Friedman, surely free-market in his general outlook, does
not as easily fit into an ideological box as Vance imagines. As much as
“libertarian” describes Friedman, “pragmatic” does, too.
Friedman helped develop “withholding” as a more efficient
means of tax collection as a government economist during the Second World War. Roofs
or Ceilings?, co-authored with George Stigler in 1946, included language
designed to persuade all readers rather than to conform to libertarian
doctrine. This compelled Ayn Rand to denounce the project addressing the
postwar housing shortage and alienated Friedman from the Foundation for
Economic Education’s Leonard Read when he editorially imposed a disclaimer that
implied the authors valued equality above liberty. Ultimately, the main
argument — “the legal ceilings on rents are the reason there are so few places for
rent” — persuaded the federal government, which abandoned its rent-control
program in 1949. Friedman’s advocacy for vouchers for school choice rather than
the elimination of public schools, preference for a negative income tax direct
payment to the impoverished instead of a welfare bureaucracy, and openness to
carbon taxes as a means of combatting pollution all buttress the idea of
Friedman as a solution-oriented economist operating within the system for an
improved but not perfect outcome. If Fabianism brought us to a bad place,
Friedman countered with a Reverse Fabianism that, here and there, brought us to
a better place.
That Friedman’s economics worked in part because he did,
a thesis I advanced 15 years ago in Blue Collar Intellectuals, unfortunately appears
lost on the vice president. The economist’s “Rahway Elegy” included scooping
ice cream at his immigrant parents’ shop, selling fireworks at a roadside
stand, peddling clothes door-to-door to his Rutgers classmates, waiting tables in
exchange for a meal (there is such thing as a free lunch?), and acting
as a textbooks middleman between students and Barnes & Noble.
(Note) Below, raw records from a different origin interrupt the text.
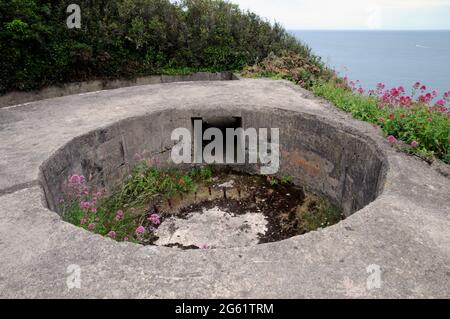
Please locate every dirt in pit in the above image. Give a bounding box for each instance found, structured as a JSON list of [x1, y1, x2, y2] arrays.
[[145, 170, 344, 248]]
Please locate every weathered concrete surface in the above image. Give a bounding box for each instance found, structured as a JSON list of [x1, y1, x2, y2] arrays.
[[0, 72, 236, 108], [0, 79, 449, 298], [154, 207, 268, 249]]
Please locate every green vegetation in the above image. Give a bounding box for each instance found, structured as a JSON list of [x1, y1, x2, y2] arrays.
[[241, 51, 333, 89], [312, 80, 384, 123], [2, 0, 447, 164], [244, 54, 450, 164], [294, 194, 343, 232], [266, 174, 294, 187], [312, 80, 450, 164], [0, 0, 318, 93], [63, 164, 343, 246], [62, 164, 213, 243]]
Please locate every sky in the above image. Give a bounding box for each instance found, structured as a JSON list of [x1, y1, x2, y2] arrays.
[[229, 0, 450, 30]]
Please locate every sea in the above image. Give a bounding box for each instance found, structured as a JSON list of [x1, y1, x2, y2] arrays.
[[291, 30, 450, 97]]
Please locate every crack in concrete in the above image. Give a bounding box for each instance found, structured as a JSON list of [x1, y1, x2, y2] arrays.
[[0, 180, 40, 196]]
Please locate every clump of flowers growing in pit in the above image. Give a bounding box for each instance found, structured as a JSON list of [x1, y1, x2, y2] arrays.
[[314, 78, 450, 164], [61, 162, 214, 245]]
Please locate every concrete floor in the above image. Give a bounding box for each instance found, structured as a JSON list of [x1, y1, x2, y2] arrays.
[[0, 78, 449, 298], [154, 207, 268, 249]]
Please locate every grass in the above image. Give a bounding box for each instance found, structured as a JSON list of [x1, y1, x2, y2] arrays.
[[62, 164, 213, 244], [312, 81, 386, 123]]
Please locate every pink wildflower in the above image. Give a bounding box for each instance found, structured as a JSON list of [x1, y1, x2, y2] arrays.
[[420, 85, 427, 91], [108, 231, 116, 239], [88, 223, 96, 230], [135, 226, 145, 236], [435, 100, 445, 107], [148, 214, 161, 225], [80, 201, 91, 211], [69, 175, 80, 184], [376, 83, 385, 90], [400, 96, 412, 107], [123, 236, 129, 242], [80, 218, 87, 225], [115, 210, 124, 221], [411, 140, 419, 148], [390, 88, 400, 97], [387, 135, 398, 144], [69, 175, 85, 185], [419, 93, 433, 104]]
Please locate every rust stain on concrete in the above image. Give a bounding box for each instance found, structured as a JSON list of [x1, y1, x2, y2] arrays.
[[282, 149, 321, 176]]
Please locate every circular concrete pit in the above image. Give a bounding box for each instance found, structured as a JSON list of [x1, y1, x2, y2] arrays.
[[1, 79, 449, 298], [39, 108, 386, 249]]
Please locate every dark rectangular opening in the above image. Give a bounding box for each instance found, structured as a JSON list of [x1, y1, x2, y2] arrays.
[[191, 117, 243, 163]]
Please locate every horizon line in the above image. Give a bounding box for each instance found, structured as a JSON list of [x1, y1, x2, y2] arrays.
[[288, 29, 450, 31]]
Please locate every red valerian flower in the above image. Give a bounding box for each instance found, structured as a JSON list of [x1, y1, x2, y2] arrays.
[[435, 100, 445, 107], [135, 226, 146, 236], [387, 135, 398, 144]]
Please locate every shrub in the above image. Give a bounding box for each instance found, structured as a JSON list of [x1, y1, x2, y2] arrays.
[[0, 0, 316, 93], [241, 51, 334, 89]]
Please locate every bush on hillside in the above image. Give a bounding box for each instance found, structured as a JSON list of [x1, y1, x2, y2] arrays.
[[241, 51, 334, 89], [0, 0, 320, 93]]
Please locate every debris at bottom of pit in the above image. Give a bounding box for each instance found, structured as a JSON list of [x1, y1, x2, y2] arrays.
[[154, 206, 268, 249]]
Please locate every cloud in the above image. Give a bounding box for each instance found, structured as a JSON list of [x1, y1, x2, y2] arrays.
[[230, 0, 450, 29], [373, 0, 450, 9]]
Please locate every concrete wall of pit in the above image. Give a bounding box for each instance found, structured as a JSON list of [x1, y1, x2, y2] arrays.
[[39, 107, 387, 217]]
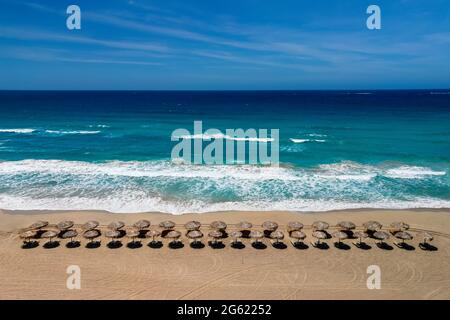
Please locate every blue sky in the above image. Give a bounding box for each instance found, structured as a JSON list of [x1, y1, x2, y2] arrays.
[[0, 0, 450, 89]]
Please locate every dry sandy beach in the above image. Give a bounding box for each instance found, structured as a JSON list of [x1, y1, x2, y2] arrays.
[[0, 208, 449, 300]]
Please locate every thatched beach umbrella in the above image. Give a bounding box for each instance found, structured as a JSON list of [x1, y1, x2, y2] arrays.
[[395, 231, 413, 244], [133, 219, 150, 230], [184, 221, 201, 231], [208, 230, 223, 244], [146, 229, 161, 242], [287, 221, 303, 232], [187, 230, 203, 244], [270, 230, 284, 244], [41, 230, 58, 244], [312, 230, 327, 245], [108, 221, 125, 230], [337, 221, 356, 231], [61, 230, 78, 243], [20, 230, 37, 243], [312, 221, 329, 231], [390, 221, 410, 233], [363, 221, 382, 232], [57, 220, 74, 231], [105, 230, 120, 242], [166, 230, 182, 244], [83, 229, 100, 242], [421, 232, 434, 244], [229, 231, 243, 244], [262, 221, 278, 232], [237, 221, 252, 231], [210, 221, 227, 230], [373, 231, 390, 245], [159, 221, 176, 230], [29, 220, 48, 230], [249, 230, 264, 244], [290, 230, 306, 242], [332, 231, 348, 245], [82, 221, 99, 231], [353, 231, 369, 244], [126, 228, 140, 243]]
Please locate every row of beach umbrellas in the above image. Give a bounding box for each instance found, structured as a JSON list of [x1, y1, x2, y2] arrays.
[[19, 219, 434, 248]]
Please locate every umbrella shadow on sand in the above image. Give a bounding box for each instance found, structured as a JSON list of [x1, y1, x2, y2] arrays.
[[127, 241, 142, 249], [376, 242, 393, 250], [107, 241, 122, 249], [21, 241, 39, 249], [66, 241, 81, 249], [394, 242, 415, 251], [334, 242, 351, 250], [231, 242, 245, 249], [168, 241, 184, 249], [419, 243, 438, 251], [271, 242, 287, 250], [353, 242, 371, 250], [86, 241, 101, 249], [251, 242, 267, 250], [43, 241, 60, 249], [313, 242, 329, 250], [293, 242, 309, 250], [208, 241, 225, 249], [148, 241, 163, 249], [190, 241, 205, 249]]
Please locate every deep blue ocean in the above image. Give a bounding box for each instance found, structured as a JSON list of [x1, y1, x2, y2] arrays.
[[0, 90, 449, 213]]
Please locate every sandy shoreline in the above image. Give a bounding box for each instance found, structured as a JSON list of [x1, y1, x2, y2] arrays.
[[1, 208, 449, 300]]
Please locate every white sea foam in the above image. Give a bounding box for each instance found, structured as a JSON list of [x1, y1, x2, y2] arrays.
[[0, 160, 448, 214], [385, 166, 446, 179], [0, 128, 35, 134], [1, 194, 450, 214], [176, 133, 274, 142], [290, 138, 326, 143], [44, 130, 101, 135]]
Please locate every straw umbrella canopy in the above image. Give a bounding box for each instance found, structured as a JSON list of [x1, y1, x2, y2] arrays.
[[395, 231, 413, 243], [146, 229, 161, 242], [421, 232, 434, 244], [208, 230, 223, 243], [184, 221, 201, 231], [133, 219, 150, 230], [105, 230, 120, 241], [166, 230, 182, 243], [57, 220, 74, 231], [290, 231, 306, 241], [363, 221, 382, 232], [210, 221, 227, 230], [373, 231, 390, 243], [249, 230, 264, 243], [126, 228, 140, 242], [312, 230, 327, 244], [41, 230, 58, 242], [287, 221, 303, 232], [390, 221, 410, 233], [270, 230, 284, 243], [61, 230, 78, 242], [236, 221, 252, 231], [229, 231, 243, 244], [353, 231, 369, 244], [262, 221, 278, 232], [159, 220, 176, 230], [332, 231, 348, 244], [20, 230, 37, 242], [29, 220, 48, 230], [312, 221, 329, 231], [186, 230, 203, 243], [81, 220, 99, 231], [108, 221, 125, 230], [337, 221, 356, 231], [83, 229, 100, 242]]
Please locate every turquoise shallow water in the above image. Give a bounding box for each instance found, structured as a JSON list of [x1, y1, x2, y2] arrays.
[[0, 90, 449, 213]]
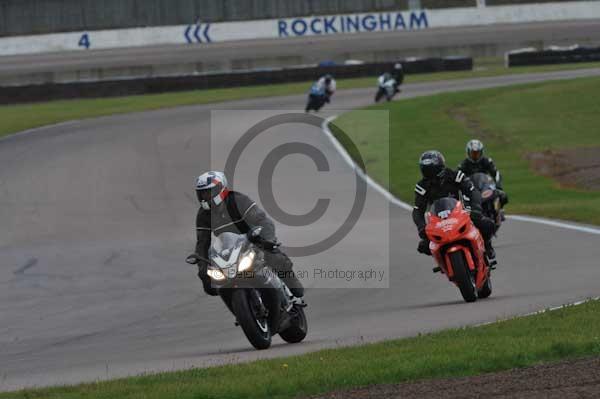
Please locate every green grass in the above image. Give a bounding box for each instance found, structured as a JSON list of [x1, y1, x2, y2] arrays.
[[2, 59, 600, 140], [333, 76, 600, 225], [4, 299, 600, 399]]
The free market that Friedman knew as a worker and then
as an economist perhaps fit during an era in which “Christian guardrails”
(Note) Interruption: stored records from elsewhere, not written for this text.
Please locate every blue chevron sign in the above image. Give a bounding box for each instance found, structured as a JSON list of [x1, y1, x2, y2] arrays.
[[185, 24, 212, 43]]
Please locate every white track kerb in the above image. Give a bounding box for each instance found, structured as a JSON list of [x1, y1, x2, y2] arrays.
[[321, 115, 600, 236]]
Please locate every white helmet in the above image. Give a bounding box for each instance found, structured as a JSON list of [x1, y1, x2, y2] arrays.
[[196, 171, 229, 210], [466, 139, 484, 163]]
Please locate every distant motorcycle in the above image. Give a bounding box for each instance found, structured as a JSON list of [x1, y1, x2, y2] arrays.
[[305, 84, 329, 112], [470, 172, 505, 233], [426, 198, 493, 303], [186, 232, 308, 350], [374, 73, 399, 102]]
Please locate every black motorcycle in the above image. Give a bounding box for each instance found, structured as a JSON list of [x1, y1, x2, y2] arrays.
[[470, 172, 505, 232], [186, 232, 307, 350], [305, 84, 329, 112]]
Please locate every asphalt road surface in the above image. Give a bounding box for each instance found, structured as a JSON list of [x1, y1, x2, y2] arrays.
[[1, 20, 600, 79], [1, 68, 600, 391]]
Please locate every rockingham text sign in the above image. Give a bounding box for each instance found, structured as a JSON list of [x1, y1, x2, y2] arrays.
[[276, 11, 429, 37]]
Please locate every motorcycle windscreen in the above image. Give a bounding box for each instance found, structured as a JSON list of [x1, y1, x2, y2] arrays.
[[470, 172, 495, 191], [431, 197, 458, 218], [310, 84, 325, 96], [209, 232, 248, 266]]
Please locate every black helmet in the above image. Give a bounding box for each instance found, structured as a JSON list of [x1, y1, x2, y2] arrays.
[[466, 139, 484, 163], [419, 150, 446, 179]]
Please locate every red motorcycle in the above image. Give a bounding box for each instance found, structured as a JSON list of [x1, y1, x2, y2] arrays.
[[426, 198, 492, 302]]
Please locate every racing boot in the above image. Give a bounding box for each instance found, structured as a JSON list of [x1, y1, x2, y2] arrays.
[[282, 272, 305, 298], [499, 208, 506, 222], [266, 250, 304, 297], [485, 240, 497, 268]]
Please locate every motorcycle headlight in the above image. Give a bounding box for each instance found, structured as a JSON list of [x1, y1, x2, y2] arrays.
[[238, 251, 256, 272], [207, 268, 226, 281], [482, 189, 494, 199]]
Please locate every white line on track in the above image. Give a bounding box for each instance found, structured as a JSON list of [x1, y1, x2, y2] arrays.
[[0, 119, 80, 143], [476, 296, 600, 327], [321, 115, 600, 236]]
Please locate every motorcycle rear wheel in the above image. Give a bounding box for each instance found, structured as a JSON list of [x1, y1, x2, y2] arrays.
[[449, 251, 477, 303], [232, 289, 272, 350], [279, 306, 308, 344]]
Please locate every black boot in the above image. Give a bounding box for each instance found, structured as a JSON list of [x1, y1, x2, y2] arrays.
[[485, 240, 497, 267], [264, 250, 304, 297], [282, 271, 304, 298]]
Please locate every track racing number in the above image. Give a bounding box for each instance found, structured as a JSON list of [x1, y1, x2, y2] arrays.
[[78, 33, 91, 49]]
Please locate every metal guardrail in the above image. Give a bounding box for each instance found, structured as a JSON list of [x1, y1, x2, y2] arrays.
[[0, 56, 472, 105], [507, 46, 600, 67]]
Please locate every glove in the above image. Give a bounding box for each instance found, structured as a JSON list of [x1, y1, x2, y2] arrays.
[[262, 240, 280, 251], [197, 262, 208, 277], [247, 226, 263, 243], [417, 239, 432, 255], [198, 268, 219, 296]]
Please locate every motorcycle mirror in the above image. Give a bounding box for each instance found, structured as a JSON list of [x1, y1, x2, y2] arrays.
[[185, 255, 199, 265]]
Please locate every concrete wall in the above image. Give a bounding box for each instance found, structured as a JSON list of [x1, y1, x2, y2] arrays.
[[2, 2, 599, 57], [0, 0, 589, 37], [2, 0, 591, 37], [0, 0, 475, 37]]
existed, Vance maintained. But in 2026, the right uniformly supports tariffs
and, the vice president claims, even the expropriation of a private industry by
the president. This last point came in the form of Vance noting that the
administration threatened to “seize the equity of the AI companies.” A laughing
Vance justified the threat by stating, “Guys, he’s the president and he sets
the agenda and he just said it. And, by the way, nobody really even protested.”
One man dictating the policies of private industry struck
Friedman as the opposite of democratic — or maybe even populist. “Those of us
who believe in freedom must believe also in the freedom of individuals to make
their own mistakes,” Friedman wrote in 1962’s Capitalism and Freedom.
“Humility is the distinguishing virtue of the believer in freedom; arrogance,
of the paternalist.”
The democracy of the market allows millions to choose.
The dictatorship of a few elites, whether elected or not, chooses for millions.
Though none dare call laissez-faire populist, the idea of allowing every
individual the freedom to choose surely embodies that word more than any system
that empowers distant officials to run the economy by remote. Friedman advanced
the freedom to choose and lambasted a managed economy on principle. But his
arguments also drew from the same pragmatic ground that Vance seeks to root his
“American developmentalism” economics.
“We simply do not know enough — or, equivalently, the
economy is too complex and variable — for us to be able to manipulate the
fine-tuning dials with enough precision to get the desired results,” he wrote
in 1977 in Newsweek. “We end up instead introducing additional
disturbances to the economy.”
The heavy hand, then, works far more mischief than the
hidden hand.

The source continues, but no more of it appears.